L’intérêt de la massification locale des données

L’un des projets phares d’eHOP tourne autour de la pharmacovigilance. En combinant les données de l’Assurance Maladie à celles de l’entrepôt, il traque les interactions médicamenteuses, « y compris hors hôpital », insiste Frédéric Rimattei, directeur général adjoint du CHU. « L’intérêt avec un tel volume, c’est qu’il devient possible de requêter un grand nombre d’épisodes, et de repérer des interactions entre 3 voire 4 molécules ».

Avec 130 millions de documents, de tels recoupements deviennent en effet possibles. Le volume « permet de compenser le manque de qualité, précise Christine Pichon. Car la donnée n’est jamais parfaite. Le volume permet de trouver des corrélations, malgré des données incomplètes. C’est le principe même du Big Data ».  Plus on a de données, plus les algorithmes apprennent vite. « Il faut beaucoup de données pour avoir des raisonnements cohérents. Et c’est primordial dans un pays comme la France où les données sont disparates et éclatées sur le territoire », insiste Frédéric Bourcier. Voilà pourquoi eHOP fonctionne désormais en réseau et regroupe une douzaine d’établissements.

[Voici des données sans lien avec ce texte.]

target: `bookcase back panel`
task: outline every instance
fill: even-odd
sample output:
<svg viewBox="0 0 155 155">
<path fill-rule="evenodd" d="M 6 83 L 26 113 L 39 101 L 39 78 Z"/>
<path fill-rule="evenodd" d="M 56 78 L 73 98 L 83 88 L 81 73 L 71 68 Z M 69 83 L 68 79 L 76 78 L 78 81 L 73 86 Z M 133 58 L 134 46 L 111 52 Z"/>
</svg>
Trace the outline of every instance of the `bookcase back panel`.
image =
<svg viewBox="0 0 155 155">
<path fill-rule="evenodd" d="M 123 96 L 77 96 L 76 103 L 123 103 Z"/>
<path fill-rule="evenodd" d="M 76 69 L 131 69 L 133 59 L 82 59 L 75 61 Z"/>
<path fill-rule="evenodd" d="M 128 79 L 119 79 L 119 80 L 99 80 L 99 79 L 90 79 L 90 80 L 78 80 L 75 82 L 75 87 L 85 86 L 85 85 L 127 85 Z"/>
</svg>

La boucle vertueuse des données

Initialement très tournés vers la recherche, les programmes liés à eHOP s’orientent de plus en plus vers la médecine de routine. « Je ne crois pas du tout au côté “magique” des données, fait remarquer Marc Cuggia. Les entrepôts sont une brique technique mais c’est l’expertise de terrain qui doit primer ». Tôt ou tard, les bénéfices des innovations lancées par la recherche doivent se retrouver du côté des soins dans une « boucle vertueuse : les données issues du soin alimentent les algorithmes d’aide à la décision qui se trouveront peu à peu des applications dans des outils dédiés aux cliniciens ».

Même vision du côté de la direction générale du CHU de Rennes. Si Frédéric Rimattei regrette qu’il y ait encore peu d’exemples de l’utilisation des entrepôts de données de santé en routine clinique, il se projette. «  Dans la médecine de demain, il sera possible de confronter votre profil à celui de millions de profils comparables (en termes de pathologie, d’antécédents…) et ainsi d’ajuster votre prise en charge. C’est de la science-fiction aujourd’hui mais ça ne le sera pas demain car les entrepôts seront rentrés en phase d’exploitation en routine ». C’est ainsi « que l’on amènera de la preuve aux soignants, souligne Frédéric Bourcier. Ils ont besoin de constater que cela est efficace pour leurs patients. On aura alors tout gagné : la pertinence et l’adhésion pleine et entière des équipes soignantes ».